Но забудем ли о том,
Кто безропотно страдает
И, работая умом,
Сам нередко голодает?
 
 
В тесной хижине ль своей
Он с наукой тратит годы,
Раб ли книжных торгашей,
Пишет драмы или оды,
Или просто вздор чужой
Переписывает к срокам,
Иль, вступив в ученый строй,
Ходит, бедный, по урокам, —
 
 
Что ж! ведь труженик и он!
И ему – терпеть, трудиться
Повелел судьбы закон,
И его глава сребрится!
И влачит до гроба он
Бремя скорби и гоненья,
А детей голодных стон
Убивает вдохновенье!
 
 
Так иного я знавал:
Духом он стремился в небо,
Но во прахе изнывал,
Пресмыкаясь ради хлеба!
Так с семьею на плечах
Хлопотал он и трудился,
Целый век свой был в тисках
И как рыба о́б лед бился!
 
 
И сидел он, и писал,
Бледный, с впалыми щеками;
А меж тем восток сиял,
Ветерок играл цветами,
Пел весенний соловей,
Пар дымился над рекою…
Он над книгою своей
Гнулся – труженик душою!
 
 
Но под бременем скорбей
Утешался он, мечтая:
«Жизнь печальна, но и в ней
Есть поэзия святая!
Пусть судьба гнетет меня!
Тверд останусь я душою:
Для детей трудился я,
Честь моя всегда со мною!»
 
 
Наконец не стало сил!
Кончил он свое боренье;
Лишь порой к нему сходил
Луч заветный вдохновенья:
Ночью вдруг его лобзал
Поцелуй знакомой музы,
И свободно возлетал
Прежний гений, сбросив узы.
 
 
Вечным сном теперь он спит!
Прах его земля сокрыла;
Одинокая стоит
Без креста его могила.
И малютки, и жена
Плачут, бедные, без пищи:
Только имя без пятна
Им отец оставил нищий!
 
 
Честь и слава всем трудам!
Слава каждой капле пота!
Честь мозолистым рукам!
Да спорится их работа!
Вспомним с честью и о том,
Кто с наукой голодает
И, работая умом,
Горький век свой убивает!
 
<1850>
280. «Полно, зачем ты, слеза одинокая…»
 
Полно, зачем ты, слеза одинокая,
          Взоры туманишь мои?
Разве не сгладило время далекое
          Раны последней любви?
 
 
Время их сгладило, сердце тревожное
          Скрыло их в недрах своих,—
Там, как в могиле, им место надежное,
          Там не дороешься их.
 
 
Сердце их скрыло; но память досадная
          Их как святыню хранит;
Знать, оттого-то и грусть безотрадная
          Душу порою томит.
 
9 июля 1847
281. ПЛАЧ ЯРОСЛАВНЫ <ИЗ «СЛОВА О ПОЛКУ ИГОРЕВЕ»>
 
Что не горлица воркует ранним утром в тишине,
Безутешная горюет Ярославна на стене:
 
 
          Вольной пташкой полечу я по Дунаю,
          Путь-дороженьку разведаю, узнаю,
          Там в Каял-реке, склонясь на бережок,
          Обмочу я свой бобровый рукавок,
          И слезами, и студеною водою
          Раны князя, друга милого, обмою.
 
 
Так в Путивле ежедневно, ранней-утренней порой
Раздается скорбный голос Ярославны молодой:
 
 
          Ветер, ветер! ах, зачем ты из долины
          Веешь стрелы на родимые дружины?
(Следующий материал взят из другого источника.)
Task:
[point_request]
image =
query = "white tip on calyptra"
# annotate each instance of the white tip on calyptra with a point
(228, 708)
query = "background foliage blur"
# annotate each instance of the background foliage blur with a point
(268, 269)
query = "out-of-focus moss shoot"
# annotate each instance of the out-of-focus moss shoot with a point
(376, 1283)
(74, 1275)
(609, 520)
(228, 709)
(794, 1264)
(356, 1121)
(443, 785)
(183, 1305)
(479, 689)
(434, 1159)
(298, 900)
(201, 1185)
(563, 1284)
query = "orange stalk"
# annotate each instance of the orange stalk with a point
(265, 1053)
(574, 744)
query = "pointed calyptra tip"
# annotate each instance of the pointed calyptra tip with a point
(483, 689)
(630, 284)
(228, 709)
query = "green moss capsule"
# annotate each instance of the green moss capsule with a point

          Разве нет тебе приволья в облаках,
          Нет раздолья с кораблями на морях?
          Для чего ж мою ты, ветер, губишь младость,
          По ковыль-траве развеял мою радость?
 
 
То не дождичек осенний грустно во поле шумит,
Безутешная княгиня слезно плачет-говорит:
 
 
          Днепр мой славный! ты пробил себе волнами
          В землю половцев дорогу меж горами;
          Быстро мчали струи вольные твои
          В стан враждебный Святославовы ладьи…
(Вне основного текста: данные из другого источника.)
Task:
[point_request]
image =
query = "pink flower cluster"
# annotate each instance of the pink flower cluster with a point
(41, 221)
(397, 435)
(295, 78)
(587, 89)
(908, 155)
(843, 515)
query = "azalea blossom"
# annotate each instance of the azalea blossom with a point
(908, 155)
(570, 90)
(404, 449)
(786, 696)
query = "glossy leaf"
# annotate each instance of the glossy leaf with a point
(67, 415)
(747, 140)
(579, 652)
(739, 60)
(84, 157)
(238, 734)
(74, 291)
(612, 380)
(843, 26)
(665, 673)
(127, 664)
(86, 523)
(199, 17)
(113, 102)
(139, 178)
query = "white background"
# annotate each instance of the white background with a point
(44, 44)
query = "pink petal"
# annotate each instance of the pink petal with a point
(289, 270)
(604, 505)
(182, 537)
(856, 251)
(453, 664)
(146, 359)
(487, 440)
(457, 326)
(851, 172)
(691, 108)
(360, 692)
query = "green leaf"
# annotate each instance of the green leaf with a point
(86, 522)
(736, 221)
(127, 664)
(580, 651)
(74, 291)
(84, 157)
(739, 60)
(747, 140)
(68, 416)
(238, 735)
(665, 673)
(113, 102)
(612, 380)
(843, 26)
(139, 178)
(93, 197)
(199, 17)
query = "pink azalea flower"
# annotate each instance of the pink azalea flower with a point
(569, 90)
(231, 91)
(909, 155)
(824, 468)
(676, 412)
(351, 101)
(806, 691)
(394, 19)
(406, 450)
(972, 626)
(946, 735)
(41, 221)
          Принеси ж ко мне ты друга дорогова,
          Да не шлю к нему я слез горючих снова!
 
 
Так в Путивле, на рассвете, с городской его стены
Слышен голос Ярославны в час заветной тишины:
 
 
          Солнце красное! ты всем равно сияешь,
          Всем тепло свое равно ты посылаешь…
          Ах, зачем своим ты огненным лучом
          Раскаляешь друга милого шелом?
          И полки его, ослабленные зноем,
          В диком поле приуныли перед боем!
 
 
Так в Путивле одиноко плачет утренней порой
Князя Игоря супруга на стене городовой.